Rustenburg -
Police did not foresee the reaction of protesting Lonmin miners to the deployment of barbed wire, the Farlam Commission heard on Monday.
Maj-Gen Charl Annandale, who led the police special tactical operations team, said no one considered the possibility that the miners would see the situation as an attempt to encircle them.
It was therefore not anticipated that the miners would try to breach the barbed wire or run ahead of the path of police Nyalas deploying the wire.
The commission is holding public hearings at the Rustenburg civic centre into the events at Marikana on August 16.
On that day, 34 striking miners were shot dead and 78 wounded when the police opened fire on them while trying to disperse a group gathered on a hill near the mine.
In the preceding week, 10 people, including two police officers and two security guards, were killed in strike-related violence near the mine.
Evidence leader Geoff Budlender said evidence suggested that deployment of the wire took about nine minutes.
“Did no one say: 'If it takes a long time to roll out the barbed wire some protesters might run out, in front of (it)'?”
Annandale said this was the first time he had heard that it took nine minutes to unroll the wire.
“In the past 17 years, on the basis of experience gained in police operations... and also on the basis of my personal experience of 30 years, people would (normally) move away from an obstruction of this kind.”
He earlier denied the plan intended to encircle the miners with the wire.
Budlender cited evidence from two policemen involved in the wire manoeuvre, who seemed to think encircling was the aim of the exercise.

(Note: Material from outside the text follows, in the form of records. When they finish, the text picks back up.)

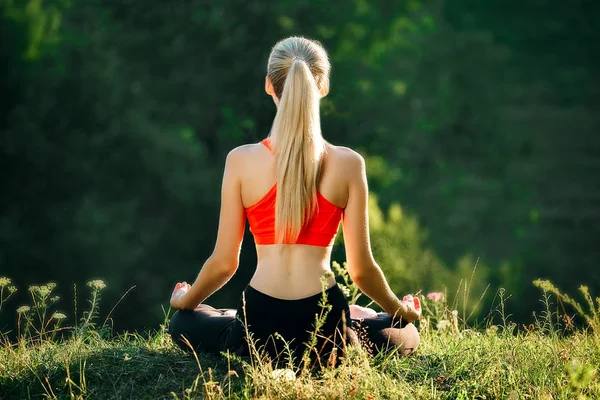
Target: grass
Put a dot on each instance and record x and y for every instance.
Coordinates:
(550, 359)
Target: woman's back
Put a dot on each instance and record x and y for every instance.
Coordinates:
(292, 271)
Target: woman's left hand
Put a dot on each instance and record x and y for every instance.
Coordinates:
(181, 288)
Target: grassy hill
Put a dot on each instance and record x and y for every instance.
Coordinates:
(552, 359)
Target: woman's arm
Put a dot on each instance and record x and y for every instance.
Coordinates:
(223, 262)
(362, 267)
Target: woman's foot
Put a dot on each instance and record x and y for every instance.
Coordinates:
(358, 312)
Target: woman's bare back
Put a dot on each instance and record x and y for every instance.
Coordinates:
(294, 271)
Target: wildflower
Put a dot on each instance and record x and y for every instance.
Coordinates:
(284, 374)
(58, 316)
(344, 290)
(97, 284)
(42, 291)
(492, 330)
(435, 296)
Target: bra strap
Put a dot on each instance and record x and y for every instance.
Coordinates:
(267, 143)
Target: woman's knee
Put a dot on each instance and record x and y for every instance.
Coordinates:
(179, 322)
(410, 338)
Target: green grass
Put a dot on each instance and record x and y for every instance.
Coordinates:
(467, 365)
(551, 359)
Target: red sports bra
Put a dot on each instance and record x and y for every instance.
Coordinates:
(320, 230)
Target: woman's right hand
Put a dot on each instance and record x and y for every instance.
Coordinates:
(413, 308)
(181, 288)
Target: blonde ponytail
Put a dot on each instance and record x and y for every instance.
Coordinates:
(299, 68)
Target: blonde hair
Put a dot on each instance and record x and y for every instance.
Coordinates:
(299, 72)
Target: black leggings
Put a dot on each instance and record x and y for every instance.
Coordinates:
(273, 322)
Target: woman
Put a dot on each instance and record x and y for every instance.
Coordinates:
(294, 188)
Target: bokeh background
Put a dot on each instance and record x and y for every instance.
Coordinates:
(479, 122)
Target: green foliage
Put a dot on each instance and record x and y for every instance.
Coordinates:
(449, 364)
(591, 316)
(120, 117)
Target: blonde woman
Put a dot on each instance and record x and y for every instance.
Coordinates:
(294, 188)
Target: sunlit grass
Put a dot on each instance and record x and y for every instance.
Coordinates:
(549, 360)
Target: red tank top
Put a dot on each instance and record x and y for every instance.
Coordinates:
(320, 230)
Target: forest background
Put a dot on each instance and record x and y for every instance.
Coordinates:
(479, 122)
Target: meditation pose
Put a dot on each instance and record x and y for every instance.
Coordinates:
(294, 188)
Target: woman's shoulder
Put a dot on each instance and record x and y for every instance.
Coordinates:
(344, 156)
(245, 151)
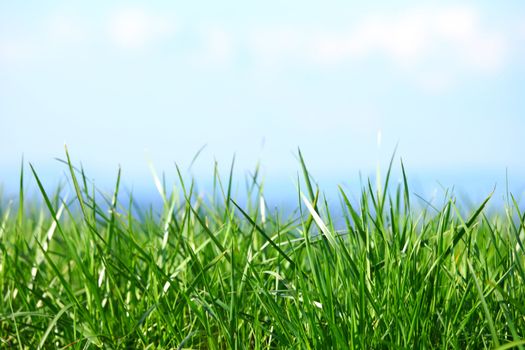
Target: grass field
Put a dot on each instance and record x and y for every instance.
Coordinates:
(90, 270)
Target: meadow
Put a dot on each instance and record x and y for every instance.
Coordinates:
(97, 270)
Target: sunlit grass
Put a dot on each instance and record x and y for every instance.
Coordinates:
(89, 270)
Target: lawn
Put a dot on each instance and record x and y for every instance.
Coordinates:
(93, 270)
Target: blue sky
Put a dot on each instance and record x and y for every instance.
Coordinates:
(129, 82)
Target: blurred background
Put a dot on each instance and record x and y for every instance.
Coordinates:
(128, 83)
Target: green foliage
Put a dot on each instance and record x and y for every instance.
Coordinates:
(93, 272)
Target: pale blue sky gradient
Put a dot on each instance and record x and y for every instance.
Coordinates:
(127, 82)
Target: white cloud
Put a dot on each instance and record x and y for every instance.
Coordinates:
(218, 45)
(455, 36)
(135, 28)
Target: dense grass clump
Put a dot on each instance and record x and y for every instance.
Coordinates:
(89, 271)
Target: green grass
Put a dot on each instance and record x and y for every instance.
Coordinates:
(88, 270)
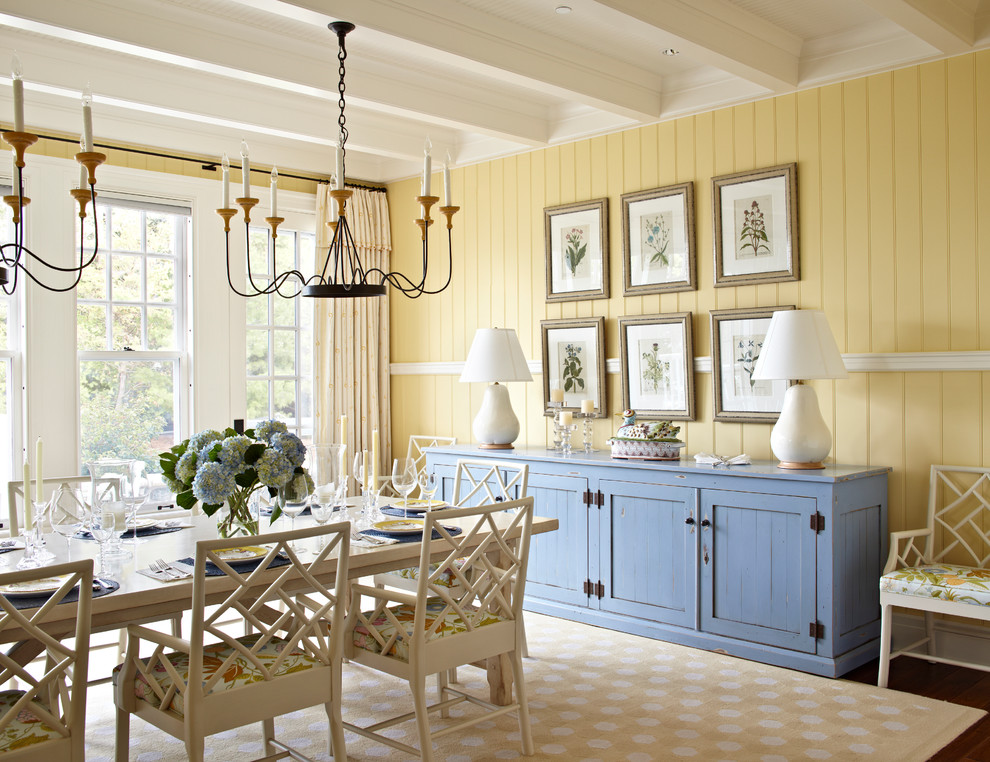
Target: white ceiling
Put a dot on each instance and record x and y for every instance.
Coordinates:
(479, 78)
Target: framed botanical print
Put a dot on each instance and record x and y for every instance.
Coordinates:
(657, 364)
(577, 251)
(737, 339)
(574, 361)
(755, 215)
(658, 240)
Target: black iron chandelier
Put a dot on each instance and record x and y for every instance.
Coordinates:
(343, 275)
(14, 255)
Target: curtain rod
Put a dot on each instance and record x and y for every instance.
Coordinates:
(211, 166)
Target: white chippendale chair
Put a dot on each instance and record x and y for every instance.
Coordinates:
(943, 568)
(215, 681)
(442, 626)
(46, 720)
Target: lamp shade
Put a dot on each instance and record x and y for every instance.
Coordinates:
(496, 355)
(799, 345)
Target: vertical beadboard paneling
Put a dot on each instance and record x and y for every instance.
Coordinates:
(891, 199)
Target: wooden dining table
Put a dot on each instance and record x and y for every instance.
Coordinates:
(142, 599)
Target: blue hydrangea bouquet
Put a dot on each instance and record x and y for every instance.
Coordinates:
(215, 467)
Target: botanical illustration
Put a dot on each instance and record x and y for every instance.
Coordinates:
(655, 372)
(572, 368)
(754, 240)
(746, 352)
(576, 246)
(655, 231)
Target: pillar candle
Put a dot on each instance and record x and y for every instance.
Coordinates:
(28, 511)
(245, 171)
(427, 168)
(17, 74)
(87, 118)
(39, 474)
(374, 458)
(274, 189)
(225, 193)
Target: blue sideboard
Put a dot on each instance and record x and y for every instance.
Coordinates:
(776, 566)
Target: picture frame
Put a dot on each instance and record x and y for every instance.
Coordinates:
(657, 365)
(658, 253)
(576, 238)
(574, 361)
(737, 336)
(756, 229)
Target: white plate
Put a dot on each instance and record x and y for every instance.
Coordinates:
(34, 587)
(400, 526)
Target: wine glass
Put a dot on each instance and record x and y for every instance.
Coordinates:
(404, 479)
(68, 512)
(293, 497)
(102, 525)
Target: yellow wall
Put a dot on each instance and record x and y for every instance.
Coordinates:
(893, 182)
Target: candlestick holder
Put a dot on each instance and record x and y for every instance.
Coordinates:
(556, 426)
(565, 445)
(588, 431)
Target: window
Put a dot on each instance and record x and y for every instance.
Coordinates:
(130, 331)
(280, 335)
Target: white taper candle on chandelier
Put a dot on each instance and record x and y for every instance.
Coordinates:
(274, 189)
(427, 168)
(225, 185)
(87, 101)
(245, 171)
(446, 182)
(17, 74)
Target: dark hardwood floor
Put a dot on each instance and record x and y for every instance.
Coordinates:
(946, 683)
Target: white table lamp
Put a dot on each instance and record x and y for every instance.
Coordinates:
(799, 346)
(496, 356)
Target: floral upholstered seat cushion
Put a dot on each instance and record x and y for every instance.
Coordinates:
(240, 672)
(447, 580)
(948, 582)
(25, 729)
(405, 613)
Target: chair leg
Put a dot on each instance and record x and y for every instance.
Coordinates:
(885, 617)
(930, 633)
(525, 731)
(268, 733)
(122, 743)
(418, 687)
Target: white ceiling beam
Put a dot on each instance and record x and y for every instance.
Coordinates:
(944, 24)
(264, 58)
(723, 35)
(463, 37)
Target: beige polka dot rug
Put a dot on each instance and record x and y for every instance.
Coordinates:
(602, 695)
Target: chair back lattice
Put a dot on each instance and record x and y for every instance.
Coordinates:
(310, 620)
(491, 577)
(959, 515)
(418, 444)
(108, 487)
(58, 696)
(482, 482)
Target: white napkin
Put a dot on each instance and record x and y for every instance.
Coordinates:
(711, 459)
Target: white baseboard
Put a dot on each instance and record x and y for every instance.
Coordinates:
(953, 640)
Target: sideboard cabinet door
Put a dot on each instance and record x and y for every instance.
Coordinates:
(648, 537)
(758, 568)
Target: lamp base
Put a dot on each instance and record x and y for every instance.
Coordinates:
(799, 466)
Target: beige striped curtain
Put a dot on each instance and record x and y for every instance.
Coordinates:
(351, 336)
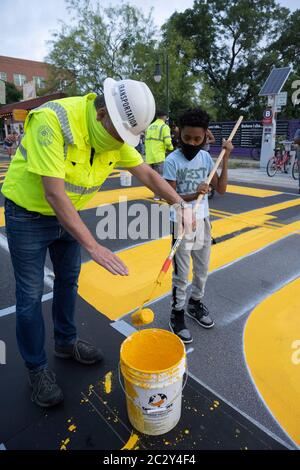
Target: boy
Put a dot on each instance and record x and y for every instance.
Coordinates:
(186, 170)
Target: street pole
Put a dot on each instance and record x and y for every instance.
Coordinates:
(167, 82)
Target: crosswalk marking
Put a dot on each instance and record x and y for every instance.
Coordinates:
(115, 296)
(270, 333)
(249, 191)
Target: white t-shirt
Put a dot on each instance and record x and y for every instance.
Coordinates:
(188, 175)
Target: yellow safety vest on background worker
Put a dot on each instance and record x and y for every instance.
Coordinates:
(157, 141)
(60, 130)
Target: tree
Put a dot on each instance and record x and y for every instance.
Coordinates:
(100, 43)
(227, 40)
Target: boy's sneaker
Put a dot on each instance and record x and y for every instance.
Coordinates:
(81, 351)
(199, 312)
(178, 326)
(45, 391)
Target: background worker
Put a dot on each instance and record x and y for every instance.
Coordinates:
(157, 142)
(10, 143)
(186, 170)
(69, 149)
(297, 142)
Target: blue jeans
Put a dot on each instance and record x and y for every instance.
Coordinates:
(29, 235)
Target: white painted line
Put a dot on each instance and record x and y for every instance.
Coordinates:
(245, 415)
(258, 392)
(123, 327)
(260, 298)
(12, 309)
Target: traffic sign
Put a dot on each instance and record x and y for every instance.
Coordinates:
(281, 98)
(267, 116)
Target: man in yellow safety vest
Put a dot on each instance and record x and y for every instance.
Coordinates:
(69, 149)
(157, 142)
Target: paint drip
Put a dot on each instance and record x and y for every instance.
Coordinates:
(131, 443)
(107, 382)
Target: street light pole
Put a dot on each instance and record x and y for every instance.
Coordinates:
(157, 78)
(167, 82)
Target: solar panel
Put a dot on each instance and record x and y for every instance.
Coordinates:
(275, 81)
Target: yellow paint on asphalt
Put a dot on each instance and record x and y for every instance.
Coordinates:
(115, 295)
(271, 339)
(248, 191)
(112, 196)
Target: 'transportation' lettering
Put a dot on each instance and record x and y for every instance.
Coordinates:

He quoted national police commissioner Riah Phiyega's testimony, where she repeatedly spoke of plans to “encircle” protesters.
Ishmael Semenya, for the police, said the word did not refer to the use of wire, but to the action of surrounding protesters with police members.
Earlier, the commission heard that a police decision to end the gathering of striking Lonmin miners at Marikana was taken before the fatal shooting.
Budlender said this emerged in a Joint Operations Centre (JOC) briefing held at 1.30pm on August 16.
Provincial police commissioner Lt-Gen Nosaziso Mbombo took the decision and communicated it to her deputy the night before.
Annandale said he could not comment on the discussion between Mbombo and her deputy Maj-Gen William Mpembe.
Budlender referred to a video clip and press cuttings about the situation at Marikana before the 1.30pm meeting.
The video shows Mbombo talking at a press briefing in the morning, saying police would ask protesters to disperse, and adding: “Today we are ending this matter”.
In the press clippings, police spokesman Captain Dennis Adriao is quoted as saying: “Today, unfortunately, is D-Day”.
Police had expected the miners to disarm on August 16, after Association of Mineworkers and Construction Union president Joseph Mthunjwa urged them to do so.
In the event, the protesters did not heed Mthunjwa's advice. Budlender said in other evidence before the commission there were indications police only intended to move in on protesters, referred to as “stage three” of the plan, if the risk of violence escalated.
“In the event, a decision had already been taken to implement stage three, even though no escalation had taken place... that was a deviation from the original plan.”
Annandale said crime intelligence reports, although vague, implied the situation had escalated.